«Se llamaba “Yuanin”. A secas. Porque en aquellos
años, 1943-1945, no existían los apellidos para los guerrilleros. Tampoco
nombres propios sino los que cada “partiiano” elegía para sí y mientras durara
la guerra.
O él en ella. Era su “nombre de batalla”, el que
conservaba un día o mientras durase esa guerrilla que abarcó casi dos años de
una lucha impar, que unos miles de jovencitos se atrevieron a declarar a los
poderosos y fanáticos ejércitos del Tercer Reich. Y, de paso, contra las
milicias de la República de Saló, nombre con el que los fascistas la
autodenominaron por el lugar dónde se fundó, renegando de la Monarquía que,
según ellos, había traicionado a la Patria.
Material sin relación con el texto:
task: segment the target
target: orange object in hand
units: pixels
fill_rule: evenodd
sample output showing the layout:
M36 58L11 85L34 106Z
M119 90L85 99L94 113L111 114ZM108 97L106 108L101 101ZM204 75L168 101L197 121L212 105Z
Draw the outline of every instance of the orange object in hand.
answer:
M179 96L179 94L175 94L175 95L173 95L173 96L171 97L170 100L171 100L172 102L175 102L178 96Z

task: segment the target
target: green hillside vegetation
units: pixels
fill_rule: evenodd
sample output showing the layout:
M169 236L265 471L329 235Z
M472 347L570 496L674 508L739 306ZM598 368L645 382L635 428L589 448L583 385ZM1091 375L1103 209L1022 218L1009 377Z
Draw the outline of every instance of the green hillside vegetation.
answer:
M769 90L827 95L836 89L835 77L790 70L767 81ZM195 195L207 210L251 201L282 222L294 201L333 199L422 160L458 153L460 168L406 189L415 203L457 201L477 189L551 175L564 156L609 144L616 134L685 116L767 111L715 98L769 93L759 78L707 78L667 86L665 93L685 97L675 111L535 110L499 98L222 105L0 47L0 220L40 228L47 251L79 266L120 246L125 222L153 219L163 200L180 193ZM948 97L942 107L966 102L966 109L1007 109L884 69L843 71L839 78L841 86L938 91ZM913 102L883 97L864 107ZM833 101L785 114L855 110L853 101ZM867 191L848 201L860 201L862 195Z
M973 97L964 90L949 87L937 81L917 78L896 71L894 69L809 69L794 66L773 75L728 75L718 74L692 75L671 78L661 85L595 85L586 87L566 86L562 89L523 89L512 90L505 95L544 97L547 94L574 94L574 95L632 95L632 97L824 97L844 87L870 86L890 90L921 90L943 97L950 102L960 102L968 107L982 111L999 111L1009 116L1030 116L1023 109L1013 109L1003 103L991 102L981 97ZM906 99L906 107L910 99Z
Muchos centenares de guerrilleros cayeron en esa
triste guerra sin que alguien pudiera, una vez que ésta terminara, reconstruir,
salvo deducciones, anotaciones, algunos borradores o testimonios y referencias,
su verdadero nombre y apellido. Sobre su tumba se esculpió su nombre de batalla
y pasó a ser un “caído desconocido” de la guerrilla, otro de los cientos de
miles “Caído por la Patria”. Alguien que, casi sin pelos en su barbilla,
retornó al polvo, del cual vino, sin dejar huellas detrás de sí, salvo el apodo
que él mismo eligió para sí, para los nazifascistas no pudieran identificarlo
ni tomar represalias contra su familia.
Dejo a la imaginación de mis lectores el poder
recomponer la figura de Yuanin, basándose en los datos que de él les voy dando
a conocer a través de este libro y que rememoro escarbando en mi memoria por lo
que me contaron quienes lucharon a su lado. Poco se sabía de su vida anterior a
su enrolamiento en la guerrilla, sólo que había vivido unos años en uno de los
más pobres suburbios de Turín donde, a fuerza de caricias y trompadas, había
logrado ser el jefe indiscutido de una “banda”, una especie de “patota” más
bromista que peligrosa, compuesta por muchachotes no del todo malos ni mucho
menos perversos, que vivían de subterfugios, de pequeños robos que, según la
estación del año en que se encontraban, consistían en hacer la “maroda” (robo
de fruta en el campo); substraer algún dinerillo a campesinos distraídos que
vagaban en las ferias de los pueblos de los alrededores; torcer, con gran
pericia, los cuellos de las gallinas que descuidadamente se les acercaban; dar
un bastonazo a algún conejo que asomaba su hocico afuera de su cueva; hacer
grandes “asados” de choclos y papas entre las brazas de un fuego que encendían
en las orillas despobladas de ríos y riachuelos, desde donde su vista podía
extenderse lo suficientemente lejos como para prevenir desagradables visitas de
los campesino. Además se habían especializado en “oler” a cualquier carabiniero
que les rondara cerca, logrando desparecer de su vista en pocos segundos, como
diluyéndose en la nada.
Y he aquí a Yuanin: de altura corpulenta,
concentrada en un metro y ochenta centímetros midiéndolos desde los pies a la
cabeza; unos impresionantes músculos advirtiendo a cualquiera de tenerlos muy
en cuenta, so pena de pagar caro su atrevimiento de enfrentarlo; rostro ni
afilado ni redondo pero un poco del uno y del otro; cabello negros pero más
claros que su cutis; frente ancha con unas arruguitas alrededor de sus ojos de
color gris-acerado. Ágil, y de una resistencia a la fatiga insólita y pasmosa.
De costumbre alegre. Buen compañero con los amigos, cruel y sin piedad con los
enemigos. Y… ya lo irán conociendo mejor según vayan leyéndome.»
Elio Reno Culasso, Yuanin. Salta: Gofica Editora, 2000.